Purpose: To investigate the pharmacokinetics and pharmacodynamics of 9- aminocamptothecin (9-AC) infused over 72 hours at doses of 5 to 74 μg/m2/h. Patients and Methods: 9-AC lactone and total (lactone plus carboxylate) plasma concentrations were measured in 44 patients with solid tumors using a high-performance liquid chromatography (HPLC) assay. Fifteen patients underwent extended pharmacokinetic sampling to determine the distribution and elimination kinetics of 9-AC. Results: At steady-state, 8.7% ± 4.7% (mean ± SD) of the total drug circulated in plasma as the active 9-AC lactone. Clearance of 9-AC lactone was uniform (24.5 ± 7.3 L/h/m2) over the entire dose range examined; however, total 9-AC clearance was nonlinear and increased at higher dose levels. In 15 patients treated at dose levels ≤ 47 μg/m2/h, the volume of distribution at steady-state for 9-AC lactone was 195 ± 114 L/m2 and for total 9-AC it was 23.6 ± 10.6 L/m2. The elimination half-life was 4.47 ± 0.53 hours for 9-AC lactone and 8.38 ± 2.10 hours for total 9-AC. In pharmacodynamic studies, dose-limiting neutropenia correlated with steady-state lactone concentrations (Css) (R2 = .77) and drug dose (R2 = .71).
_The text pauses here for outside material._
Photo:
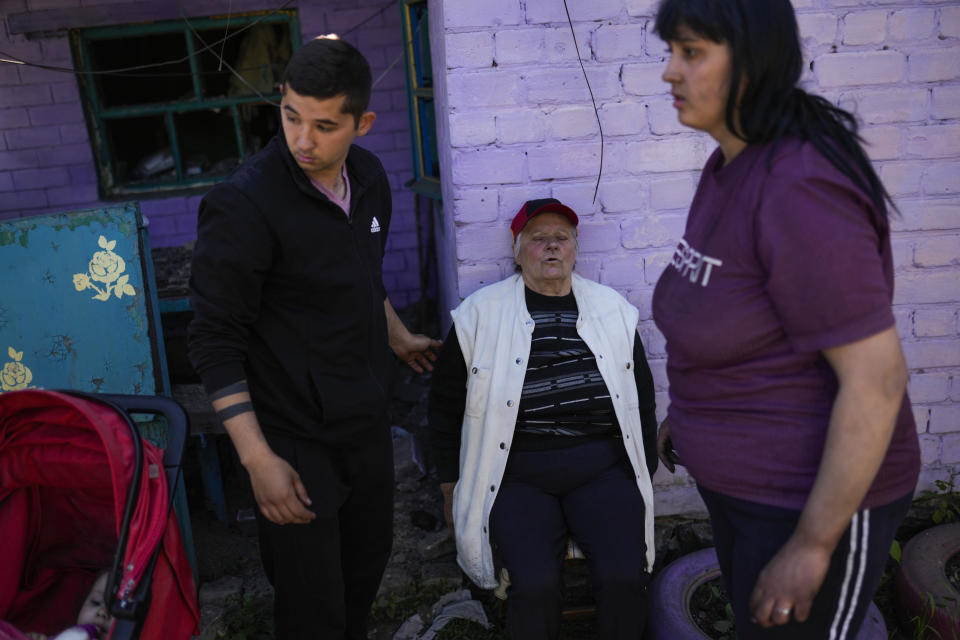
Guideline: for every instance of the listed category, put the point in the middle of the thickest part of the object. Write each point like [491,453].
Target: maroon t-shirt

Conclusion: Plasma 9-AC concentrations rapidly declined to low levels following the end of a 72-hour infusion and the mean fraction of total 9-AC circulating in plasma as the active lactone was less than 10%. The pharmacokinetics of 9-AC may have o great impact on its clinical activity and should be considered in the design of future clinical trials of this topoisomerase I inhibitor.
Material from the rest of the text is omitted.